Daut wischte mit einem Finger über die Anrichte.
»Entweder war die Grahn eine Sauberkeits- und Ordnungsfanatikerin, oder hier hat jemand nach ihrem Tod gründlich geputzt.«
Rösen drehte sich um die eigenen Achse.
»Irgendetwas fehlt hier, aber ich weiß nicht was.«
Auch Daut sah sich noch einmal um.
»Das Radio«, mutmaßte er. «Heutzutage steht doch in jeder Wohnung eine Goebbelsschnauze.«
»Es sei denn, du bist Jüdin«, warf Rösen ein.

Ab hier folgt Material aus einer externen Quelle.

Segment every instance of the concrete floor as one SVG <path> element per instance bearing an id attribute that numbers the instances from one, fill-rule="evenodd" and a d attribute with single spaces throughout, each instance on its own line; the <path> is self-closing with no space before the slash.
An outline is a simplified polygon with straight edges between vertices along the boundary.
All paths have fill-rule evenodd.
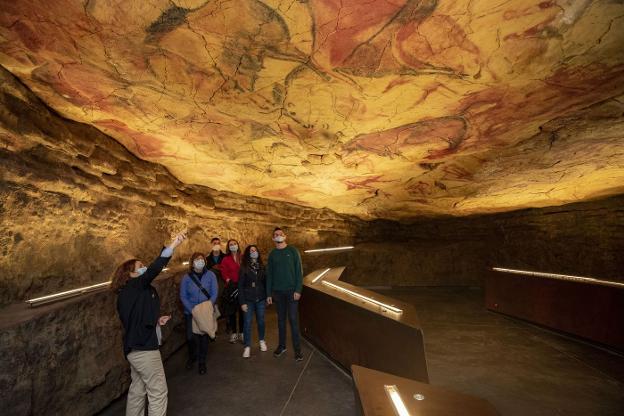
<path id="1" fill-rule="evenodd" d="M 505 416 L 624 415 L 623 356 L 489 312 L 480 289 L 380 292 L 416 306 L 431 384 Z"/>
<path id="2" fill-rule="evenodd" d="M 184 368 L 186 348 L 168 359 L 168 415 L 352 416 L 351 378 L 305 341 L 304 360 L 296 362 L 290 337 L 286 354 L 274 358 L 275 308 L 267 310 L 266 319 L 269 351 L 260 352 L 254 332 L 250 359 L 241 357 L 242 344 L 230 344 L 225 335 L 210 344 L 205 375 L 200 376 L 197 368 Z M 124 396 L 113 402 L 100 415 L 124 415 L 125 400 Z"/>
<path id="3" fill-rule="evenodd" d="M 413 303 L 425 336 L 431 384 L 489 400 L 505 416 L 622 416 L 624 357 L 483 308 L 469 288 L 380 291 Z M 267 342 L 276 343 L 274 312 Z M 257 339 L 254 335 L 254 339 Z M 289 346 L 290 348 L 290 346 Z M 353 415 L 351 380 L 304 342 L 273 358 L 221 337 L 211 344 L 206 376 L 184 369 L 186 351 L 165 364 L 169 414 Z M 123 415 L 125 398 L 102 415 Z"/>

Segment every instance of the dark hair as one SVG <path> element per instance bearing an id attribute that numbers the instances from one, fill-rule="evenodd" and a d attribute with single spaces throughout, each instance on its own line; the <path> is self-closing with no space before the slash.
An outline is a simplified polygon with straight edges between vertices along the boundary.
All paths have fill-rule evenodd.
<path id="1" fill-rule="evenodd" d="M 226 247 L 225 247 L 225 254 L 226 255 L 232 254 L 232 253 L 230 253 L 230 241 L 234 241 L 236 243 L 236 245 L 238 246 L 238 248 L 240 249 L 240 244 L 238 243 L 238 241 L 234 240 L 233 238 L 230 238 L 228 240 L 228 242 L 227 242 Z M 239 251 L 239 253 L 240 253 L 240 251 Z"/>
<path id="2" fill-rule="evenodd" d="M 111 279 L 111 290 L 113 292 L 119 293 L 121 288 L 130 280 L 130 273 L 134 272 L 137 261 L 137 259 L 126 260 L 117 267 Z"/>
<path id="3" fill-rule="evenodd" d="M 204 259 L 204 261 L 206 261 L 206 256 L 204 256 L 203 253 L 200 253 L 199 251 L 196 251 L 195 253 L 193 253 L 193 255 L 191 256 L 191 259 L 189 260 L 189 273 L 193 273 L 193 262 L 195 261 L 195 259 L 201 257 L 202 259 Z"/>
<path id="4" fill-rule="evenodd" d="M 245 247 L 245 252 L 243 253 L 243 257 L 241 258 L 241 268 L 243 270 L 249 270 L 250 263 L 251 263 L 251 257 L 249 256 L 249 253 L 251 253 L 252 247 L 255 247 L 256 250 L 258 250 L 258 264 L 260 265 L 260 268 L 262 268 L 262 256 L 260 255 L 260 249 L 258 248 L 257 245 L 250 244 L 247 247 Z"/>

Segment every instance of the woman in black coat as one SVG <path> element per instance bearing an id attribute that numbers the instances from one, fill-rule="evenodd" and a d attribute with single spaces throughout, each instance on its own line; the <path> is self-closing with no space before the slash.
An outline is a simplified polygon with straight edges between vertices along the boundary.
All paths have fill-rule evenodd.
<path id="1" fill-rule="evenodd" d="M 149 267 L 137 259 L 123 262 L 111 282 L 112 290 L 118 294 L 117 312 L 124 329 L 124 355 L 130 363 L 132 377 L 127 415 L 143 414 L 146 394 L 150 416 L 167 413 L 167 380 L 159 346 L 160 326 L 171 316 L 160 316 L 160 298 L 152 281 L 185 239 L 184 234 L 177 235 Z"/>
<path id="2" fill-rule="evenodd" d="M 255 245 L 249 245 L 243 253 L 241 267 L 238 271 L 238 300 L 243 310 L 244 325 L 243 339 L 245 349 L 243 358 L 251 356 L 251 321 L 256 315 L 258 324 L 258 338 L 260 339 L 260 351 L 266 351 L 264 341 L 264 310 L 266 307 L 266 272 L 260 250 Z"/>

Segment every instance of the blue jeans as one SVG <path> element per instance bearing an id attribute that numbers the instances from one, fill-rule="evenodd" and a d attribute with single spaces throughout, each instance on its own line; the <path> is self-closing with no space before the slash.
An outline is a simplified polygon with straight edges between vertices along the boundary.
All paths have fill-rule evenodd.
<path id="1" fill-rule="evenodd" d="M 243 336 L 245 337 L 245 346 L 251 346 L 251 321 L 254 313 L 256 314 L 256 323 L 258 324 L 258 338 L 260 341 L 264 340 L 264 309 L 265 301 L 259 302 L 245 302 L 247 305 L 247 312 L 245 312 L 245 323 L 243 326 Z"/>
<path id="2" fill-rule="evenodd" d="M 279 345 L 286 348 L 286 316 L 290 322 L 290 332 L 295 351 L 301 350 L 299 341 L 299 301 L 293 298 L 294 290 L 273 291 L 273 302 L 277 306 L 277 329 L 279 331 Z"/>

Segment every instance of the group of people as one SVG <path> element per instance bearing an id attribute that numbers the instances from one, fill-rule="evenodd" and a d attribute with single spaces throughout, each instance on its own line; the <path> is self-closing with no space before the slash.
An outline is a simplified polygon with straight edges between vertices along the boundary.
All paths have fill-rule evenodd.
<path id="1" fill-rule="evenodd" d="M 267 351 L 264 312 L 275 303 L 278 321 L 278 346 L 273 352 L 279 357 L 286 352 L 286 320 L 290 322 L 294 358 L 303 360 L 299 336 L 298 301 L 303 287 L 301 256 L 286 243 L 286 233 L 273 231 L 273 249 L 266 265 L 257 245 L 251 244 L 241 254 L 238 241 L 228 240 L 225 253 L 221 240 L 213 238 L 212 250 L 205 255 L 195 252 L 189 260 L 189 271 L 180 282 L 180 300 L 184 306 L 187 368 L 198 362 L 199 374 L 206 373 L 208 345 L 215 337 L 216 319 L 226 318 L 230 342 L 244 344 L 243 357 L 251 356 L 253 317 L 258 327 L 260 351 Z M 128 390 L 126 415 L 143 415 L 145 396 L 149 415 L 165 415 L 167 382 L 159 346 L 161 326 L 171 316 L 160 315 L 158 292 L 151 285 L 167 265 L 174 250 L 186 240 L 177 235 L 148 267 L 138 259 L 122 263 L 112 279 L 111 288 L 117 296 L 117 311 L 122 322 L 124 355 L 130 363 L 132 382 Z M 222 289 L 219 289 L 219 280 Z M 219 308 L 217 307 L 218 300 Z"/>

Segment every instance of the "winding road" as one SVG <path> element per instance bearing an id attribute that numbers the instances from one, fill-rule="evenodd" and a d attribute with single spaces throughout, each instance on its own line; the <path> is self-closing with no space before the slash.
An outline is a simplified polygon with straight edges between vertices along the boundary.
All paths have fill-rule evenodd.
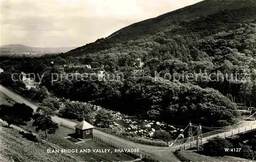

Daran hatte Daut nicht gedacht. Juden war der Besitz von Radioapparaten schon seit über drei Jahren verboten.
Sie gingen weiter durch die Wohnung. Überall das gleiche Bild. Alles ordentlich und sauber, nicht ein Staubkorn zu sehen. Im Schlafzimmer war das Bett gemacht. In der Küche stand kein einziges Geschirrteil in der Spüle, alles war ordentlich in den Schränken verstaut.
»So hinterlässt man eine Wohnung, wenn man verreisen will.«
Man merkte Rösen die Enttäuschung an. Sie hatten bisher keine einzige Spur, und die Wohnung gab auch nichts her.
Daut brachte es auf den Punkt:
»Sieht mir nicht so aus, als wäre hier ein Mord begangen worden. Und eins steht fest: Zwei Leichen wurden hier wohl kaum fachmännisch zerlegt worden. Ich denke, die Techniker brauchen wir hier nicht.«
Daut öffnete die Wohnungstür, während Rösen noch einmal ins Wohnzimmer ging und eine gerahmte Fotografie von der Anrichte nahm, auf der eine Frau mit einem Mädchen fröhlich in die Kamera lächelte.
»Jetzt wissen wir wenigstens, wie unser Opfer ausgesehen hat.«
Zurück im Auto, überlegten sie, noch zum OSRAM-Werk zu fahren, in dem Martha Grahn gearbeitet hatte. Rösen winkte ab.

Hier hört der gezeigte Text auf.